A is the purchase price of the means of transport, and

B is the percentage rate of tax specified—

(a) in section 11 (1) (a) where the means of transport is deemed to be supplied within the State to the taxable dealer, or

(b) in provisions implementing Article 12 (1) of Council Directive No. 77/388/EEC of 17 May 1977 in another Member State where the means of transport is deemed to be supplied within that Member State to the taxable dealer:

Provided that, subject to subsection (8), where the amount so calculated is in excess of the tax chargeable on the supply by the taxable dealer of the means of transport, the residual tax shall be an amount equal to the amount of tax chargeable on that supply.

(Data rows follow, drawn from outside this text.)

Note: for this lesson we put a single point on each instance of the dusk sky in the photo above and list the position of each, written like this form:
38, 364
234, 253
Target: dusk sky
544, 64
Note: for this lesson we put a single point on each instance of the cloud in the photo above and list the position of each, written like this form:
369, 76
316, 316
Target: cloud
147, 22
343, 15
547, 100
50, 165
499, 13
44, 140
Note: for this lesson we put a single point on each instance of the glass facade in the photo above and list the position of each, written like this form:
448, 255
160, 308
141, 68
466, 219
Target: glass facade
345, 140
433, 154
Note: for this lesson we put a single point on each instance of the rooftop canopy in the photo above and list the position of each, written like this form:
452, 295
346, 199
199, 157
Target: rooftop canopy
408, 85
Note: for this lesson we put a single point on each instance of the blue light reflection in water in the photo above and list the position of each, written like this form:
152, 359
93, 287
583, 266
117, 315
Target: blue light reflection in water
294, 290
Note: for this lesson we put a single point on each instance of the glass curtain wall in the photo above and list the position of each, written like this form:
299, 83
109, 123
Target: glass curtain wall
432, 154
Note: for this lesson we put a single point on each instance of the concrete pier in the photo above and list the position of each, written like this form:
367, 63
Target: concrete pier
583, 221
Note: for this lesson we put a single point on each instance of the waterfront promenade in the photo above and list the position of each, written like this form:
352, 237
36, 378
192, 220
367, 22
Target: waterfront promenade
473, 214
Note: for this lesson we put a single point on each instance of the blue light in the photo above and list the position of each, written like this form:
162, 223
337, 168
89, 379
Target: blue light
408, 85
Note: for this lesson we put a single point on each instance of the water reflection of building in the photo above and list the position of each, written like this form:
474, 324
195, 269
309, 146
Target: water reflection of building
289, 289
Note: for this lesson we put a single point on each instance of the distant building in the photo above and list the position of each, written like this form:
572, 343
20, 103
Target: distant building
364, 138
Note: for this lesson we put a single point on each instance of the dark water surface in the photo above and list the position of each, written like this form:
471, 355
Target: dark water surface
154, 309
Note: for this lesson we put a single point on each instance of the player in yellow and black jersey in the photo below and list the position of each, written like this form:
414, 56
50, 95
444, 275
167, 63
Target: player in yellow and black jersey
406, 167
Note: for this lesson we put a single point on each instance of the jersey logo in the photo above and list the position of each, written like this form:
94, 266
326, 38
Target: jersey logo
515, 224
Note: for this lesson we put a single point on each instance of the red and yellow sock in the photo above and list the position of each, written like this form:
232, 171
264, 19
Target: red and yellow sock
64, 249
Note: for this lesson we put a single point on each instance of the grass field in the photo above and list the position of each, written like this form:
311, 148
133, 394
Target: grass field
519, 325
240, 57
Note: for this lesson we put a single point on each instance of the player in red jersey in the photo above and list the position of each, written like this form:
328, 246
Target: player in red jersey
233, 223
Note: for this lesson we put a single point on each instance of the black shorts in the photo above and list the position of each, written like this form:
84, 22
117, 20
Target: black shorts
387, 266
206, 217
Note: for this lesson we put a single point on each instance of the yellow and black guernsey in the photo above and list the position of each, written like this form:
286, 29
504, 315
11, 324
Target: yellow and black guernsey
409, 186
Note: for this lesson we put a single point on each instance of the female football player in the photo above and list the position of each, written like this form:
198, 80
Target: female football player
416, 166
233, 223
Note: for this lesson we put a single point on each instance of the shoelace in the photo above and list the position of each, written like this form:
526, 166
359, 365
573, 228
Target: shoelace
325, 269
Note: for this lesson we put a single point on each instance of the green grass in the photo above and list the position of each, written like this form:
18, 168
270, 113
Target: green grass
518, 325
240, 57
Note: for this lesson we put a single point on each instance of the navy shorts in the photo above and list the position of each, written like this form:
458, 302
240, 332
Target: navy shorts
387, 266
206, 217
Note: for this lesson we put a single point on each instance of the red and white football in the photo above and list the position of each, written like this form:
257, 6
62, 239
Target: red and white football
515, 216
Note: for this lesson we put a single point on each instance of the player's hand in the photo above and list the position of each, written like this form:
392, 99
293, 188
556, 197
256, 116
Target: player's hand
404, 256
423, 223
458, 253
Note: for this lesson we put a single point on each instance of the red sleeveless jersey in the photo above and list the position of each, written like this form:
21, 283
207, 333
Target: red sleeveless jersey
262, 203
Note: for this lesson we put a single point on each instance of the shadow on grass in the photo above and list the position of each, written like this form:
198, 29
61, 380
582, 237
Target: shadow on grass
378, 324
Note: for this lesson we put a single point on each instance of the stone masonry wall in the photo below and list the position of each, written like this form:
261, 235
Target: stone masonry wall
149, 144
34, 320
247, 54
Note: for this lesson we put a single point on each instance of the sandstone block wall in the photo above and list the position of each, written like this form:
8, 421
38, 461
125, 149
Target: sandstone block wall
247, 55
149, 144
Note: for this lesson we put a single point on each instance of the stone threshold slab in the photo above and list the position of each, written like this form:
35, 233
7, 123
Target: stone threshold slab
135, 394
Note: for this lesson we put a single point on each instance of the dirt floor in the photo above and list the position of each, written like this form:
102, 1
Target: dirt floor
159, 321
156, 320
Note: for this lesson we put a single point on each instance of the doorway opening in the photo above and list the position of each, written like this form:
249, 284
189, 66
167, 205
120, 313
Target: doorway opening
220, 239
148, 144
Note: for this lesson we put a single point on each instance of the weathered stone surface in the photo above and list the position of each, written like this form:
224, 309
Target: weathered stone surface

(5) Notwithstanding section 17, where a taxable dealer deducts residual tax referred to in subsection (1) in respect of a supply of a means of transport, that dealer shall not indicate separately the amount of tax chargeable in respect of that supply on any invoice or other document issued in lieu thereof in accordance with that section.

(6) Notwithstanding section 3 (6) (d), in the case of a supply of a means of transport which is dispatched or transported and where—

(a) a taxable dealer deducts residual tax referred to in subsection (1) in respect of the supply of that means of transport, or

(b) a taxable dealer in another Member State has applied the provisions implementing Article 26a or 28o of Council Directive No. 77/388/EEC of 17 May 1977 in that other Member State, to the supply of that means of transport,

the place of supply shall be deemed to be the place where the dispatch or transportation begins.

(7) Where a taxable dealer deducts residual tax referred to in subsection (1) in respect of a supply of a means of transport, then, subject to subsection (8), the provisions of section 11 (1) (b) shall not apply in respect of that supply.

(8) Notwithstanding subsection (7), where a taxable dealer deducts residual tax referred to in subsection (1) in respect of the supply of a new means of transport dispatched or transported by the supplier to a person in another Member State, the provisions of section 11 (1) (b) shall apply, and in determining the amount of the residual tax in accordance with subsection (4) the proviso to that subsection shall not apply.

(9) Where a taxable dealer supplies a means of transport on behalf of another person pursuant to a contract under which commission is payable on purchase or sale, the means of transport shall be deemed to have been supplied by that other person to the taxable dealer when the said taxable dealer supplies that means of transport.

(10) Notwithstanding paragraph (xxiv) of the First Schedule, the provisions of that paragraph shall not apply to—

(a) a supply by a taxable person of a means of transport, other than a motor vehicle as defined in section 12 (3) (b), which that person acquired from a taxable dealer who deducted residual tax in respect of the supply of that means of transport to that person, and

(b) a supply by a taxable person other than a taxable dealer of a motor vehicle, as defined in section 12 (3) (b), which that person acquired as stock-in-trade or for the purposes of a business which consists in whole or part of the hiring of motor vehicles or for use, in a driving school business, for giving driving instruction, from a taxable dealer who deducted residual tax in respect of the supply of that motor vehicle to that person.”.